Ainda me lembro, e gostaria de dizer "como se fosse hoje", o primeiro tema que "fundou" Solari, e pelo menos alicerçou as primeiras bases de Fradeh (sim, Fradeh foi a primeira cidade a ser citada). Era uma pequena história que falava de uma vila, a princípio chamada Fader (com a pronúncia do inglês father, pai), que era atacada por uma horda de orcs, liderados por um senhor das bestas ainda sem nome àquela época, e que chacinava os povos livres. Essa primeira história já se perdeu, no saudoso caderno #1, juntamente com o mapa que eu desenhei na escola(!) e pintei com lápis de cor... nesse caderno também haviam os escritos mais antigos sobre o Gox e o amigo-dos-dragões (nossa, eu nem me lembrava disso). No futuro Gox e o amigo-dos-dragões se tornaram a mesma pessoa, e Gox cresceu acompanhando uma evolução de minhas preocupações narrativas...

Então, para comemorar, mesmo que sozinho, a essa década de muita imaginação, tentarei falar, nos próximos posts, sobre o início de tudo, as histórias antes da história, a erupção de um mundo incrível chamado Solari.

Cheers!

quinta-feira, 24 de abril de 2008

Mostruário

Solte-me quando puderes...
solte-me assim que quiseres
logo eu estarei disposto a perder
e admitir que também perdi...

Saber que estamos numa difícil encruzilhada não é algo ruim. É ótimo ter opções. Mas eu nunca ia imaginar que eu ia querer somente uma opção. Não pra mim, mas pra você...

É tão difícil entender isso?

Cheers!

quarta-feira, 23 de abril de 2008

Um Olhar

Era importante dizer tudo o que eu pensava, usando toda a minha capacidade de expressão. Eu tenho a tendência a complicar tudo "ao cubo" e isso era algo que eu não podia admitir naquela hora. Respirei fundo, mantive a postura, e comecei a entoar os mantras que eu ecoou dentro de mim...

Daí em diante minha energia fluiu, levemente, pelos caminhos do corpo. Você tem que estar muito relaxado, livre das travas que uma mente desconcentrada tem. Tudo partia do centro, e fui direcionando minha enorme energia, e ela dançava dentro de mim. Para trás e para frente, rítmica em velocidade constante.

O Metal se movia dentro de mim, lentamente. O Ar era o impulso, e tudo se dava mergulhado na Água de meu corpo. Concentrado, eu pude perceber minhas dores, e meus medos físicos estavam evidentes à mim naquele momento. E me expressei com tamanha precisão que nenhum médico poderia dizer de mim o que eu poderia naquela hora.

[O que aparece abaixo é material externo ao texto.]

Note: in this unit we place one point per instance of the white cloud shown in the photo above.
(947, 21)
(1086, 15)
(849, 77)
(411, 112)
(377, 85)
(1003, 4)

Sábado eu tenho um encontro...
Cheers!

terça-feira, 22 de abril de 2008

Adeus, querida!

Um brinde, querida, a você e seu garoto amado. Sim, um brinde, querida, porque esperei anos por você. Um brinde, querida! Seus sinos de casamento ressoam em meus ouvidos... Um brinde, querida. Você me dá três cigarros para que eu pare de chorar...

E eu morro quando você menciona o nome dele.
E eu menti, eu devia ter te beijado quando estávamos correndo na chuva.
Ah! Eu sou um covarde!

O que eu sou, querida?
Um sussurro em seu ouvido?
Um pedaço do seu bolo?
O que eu sou, querida?
O garoto que você pode temer?
Ou o seu maior erro?

Um brinde, querida, a você e seu homem amado. Outro brinde, querida, eu fico por aqui, disposto a tudo. Um brinde, querida, e pra você eu toco uma canção em meu violão. Um brinde, querida! Eu tenho uma rainha da beleza pra sentar não muito longe de mim...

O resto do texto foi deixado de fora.